Fix sampling rate issue when aggregating #4024

DradeAW · 2025-07-02T14:13:28Z

Different versions of Kilosort output different sampling rate (sometimes rounding it to 2 decimal places, sometimes not)

This makes a crash when trying to aggregate both sortings together This PR fixes this

Different versions of Kilosort output different sampling rate (sometimes rounding it to 2 decimal places, sometimes not) This makes a crash when trying to aggregate both sortings together This PR fixes this

for more information, see https://pre-commit.ci

DradeAW · 2025-07-02T14:54:06Z

I don't know why the tests fail, it has nothing to do with my changes

zm711 · 2025-07-02T18:25:06Z

updates in probeinterface that I think should be fixed now.

zm711

For me this seems fine. Recordings these days are between 20kHz and 30Khz so we are looking for a tolerance of 0.01 or 30_000.01 which is a fraction of a percent off from each other. @DradeAW you think this is just a float storage issue and why choose 0.01 vs 1e-1 or 1e-3?

DradeAW · 2025-07-02T18:51:18Z

Floating point errors can happen, but I'm not talking about that

In my case, I have multiple sortings for a single recording, and because of how some spike sorting algorithms work, the sampling frequency is sometimes rounded and sometimes not, creating a difference

h-mayorquin · 2025-07-02T18:58:58Z

Can we fix these in the output of the sorting algorithms at least here?
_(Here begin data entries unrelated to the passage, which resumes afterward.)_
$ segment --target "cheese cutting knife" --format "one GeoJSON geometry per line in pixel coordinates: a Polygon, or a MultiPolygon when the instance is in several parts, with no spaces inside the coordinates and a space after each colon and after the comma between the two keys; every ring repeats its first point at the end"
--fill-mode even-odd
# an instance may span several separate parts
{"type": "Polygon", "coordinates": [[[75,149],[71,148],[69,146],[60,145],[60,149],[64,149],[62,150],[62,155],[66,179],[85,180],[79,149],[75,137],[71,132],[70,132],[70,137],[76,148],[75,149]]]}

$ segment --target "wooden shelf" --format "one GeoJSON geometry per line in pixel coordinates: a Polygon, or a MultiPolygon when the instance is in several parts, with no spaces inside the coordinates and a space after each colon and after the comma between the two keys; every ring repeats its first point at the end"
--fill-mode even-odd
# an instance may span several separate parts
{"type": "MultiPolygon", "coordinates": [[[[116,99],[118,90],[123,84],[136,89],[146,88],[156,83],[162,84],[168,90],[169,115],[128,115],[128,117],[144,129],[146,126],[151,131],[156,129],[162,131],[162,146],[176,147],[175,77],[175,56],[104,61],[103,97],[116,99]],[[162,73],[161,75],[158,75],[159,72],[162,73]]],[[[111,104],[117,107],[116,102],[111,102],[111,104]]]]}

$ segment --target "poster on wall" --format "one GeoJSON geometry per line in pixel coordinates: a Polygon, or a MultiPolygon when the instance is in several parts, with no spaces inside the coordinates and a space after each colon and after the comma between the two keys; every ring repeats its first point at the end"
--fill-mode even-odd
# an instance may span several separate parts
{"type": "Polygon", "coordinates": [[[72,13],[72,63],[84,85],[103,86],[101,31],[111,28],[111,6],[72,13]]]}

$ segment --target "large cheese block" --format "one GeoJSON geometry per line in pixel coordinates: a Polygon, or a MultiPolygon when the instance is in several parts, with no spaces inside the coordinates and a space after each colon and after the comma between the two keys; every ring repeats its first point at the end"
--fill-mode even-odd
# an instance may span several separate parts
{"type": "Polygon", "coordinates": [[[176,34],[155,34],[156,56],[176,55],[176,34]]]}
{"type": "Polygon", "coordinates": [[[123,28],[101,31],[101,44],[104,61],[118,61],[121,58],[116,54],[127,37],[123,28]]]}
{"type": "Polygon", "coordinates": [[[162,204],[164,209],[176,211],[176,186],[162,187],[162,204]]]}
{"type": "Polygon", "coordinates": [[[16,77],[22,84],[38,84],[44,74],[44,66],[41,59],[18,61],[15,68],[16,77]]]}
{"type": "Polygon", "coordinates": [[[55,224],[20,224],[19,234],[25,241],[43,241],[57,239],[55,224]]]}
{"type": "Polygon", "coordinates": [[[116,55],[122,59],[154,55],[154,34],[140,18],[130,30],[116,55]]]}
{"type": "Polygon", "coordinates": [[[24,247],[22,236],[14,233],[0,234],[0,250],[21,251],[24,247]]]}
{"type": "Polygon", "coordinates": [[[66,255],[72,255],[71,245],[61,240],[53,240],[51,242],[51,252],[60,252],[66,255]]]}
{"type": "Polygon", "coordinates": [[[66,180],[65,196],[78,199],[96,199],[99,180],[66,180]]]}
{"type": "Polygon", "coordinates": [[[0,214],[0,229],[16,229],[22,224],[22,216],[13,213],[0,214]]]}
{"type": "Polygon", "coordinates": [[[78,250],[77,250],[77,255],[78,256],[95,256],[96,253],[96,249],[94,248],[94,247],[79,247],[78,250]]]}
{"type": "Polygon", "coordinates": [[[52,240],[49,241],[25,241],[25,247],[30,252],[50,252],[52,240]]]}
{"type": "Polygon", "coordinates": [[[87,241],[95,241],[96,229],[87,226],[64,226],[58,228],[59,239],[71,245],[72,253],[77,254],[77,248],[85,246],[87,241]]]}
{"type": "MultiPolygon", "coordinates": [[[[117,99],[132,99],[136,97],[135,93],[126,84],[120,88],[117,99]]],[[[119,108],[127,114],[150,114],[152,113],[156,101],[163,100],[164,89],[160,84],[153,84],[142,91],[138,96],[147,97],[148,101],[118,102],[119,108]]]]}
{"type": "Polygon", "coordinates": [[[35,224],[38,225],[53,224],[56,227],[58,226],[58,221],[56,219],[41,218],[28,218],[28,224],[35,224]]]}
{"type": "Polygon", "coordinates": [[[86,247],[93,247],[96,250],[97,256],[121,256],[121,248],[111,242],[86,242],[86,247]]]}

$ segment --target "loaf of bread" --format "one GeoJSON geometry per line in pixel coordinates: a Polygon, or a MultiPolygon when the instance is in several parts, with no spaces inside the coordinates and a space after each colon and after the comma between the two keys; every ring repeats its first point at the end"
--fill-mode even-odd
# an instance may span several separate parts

This would be safer that the proposed solution.

For neuropixels I have seen variations of 0.01 that do add up with long recordings so I don't think that we should omit those differences by default.

zm711 · 2025-07-02T19:00:22Z

Can we fix these in the output of the sorting algorithms at least here? This would be safer that the proposed solution.

But we don't control the algorithms for getting the sorting sampling rate. So you want our wrappers to change them?

h-mayorquin · 2025-07-02T19:08:13Z

Can we fix these in the output of the sorting algorithms at least here? This would be safer that the proposed solution.

But we don't control the algorithms for getting the sorting sampling rate. So you want our wrappers to change them?

Yes, that's what I am proposing. if we are so sure that they are equal that we want to relax the criteria here then why not just change them there? This seems safer than increasing the false positives here by relaxing the criteria.

zm711 · 2025-07-02T20:27:25Z

For me I think the problem is that we allow fractional sampling rates (ie floats) in general. If sampling rates were always ints then rounding wouldn't be an issue.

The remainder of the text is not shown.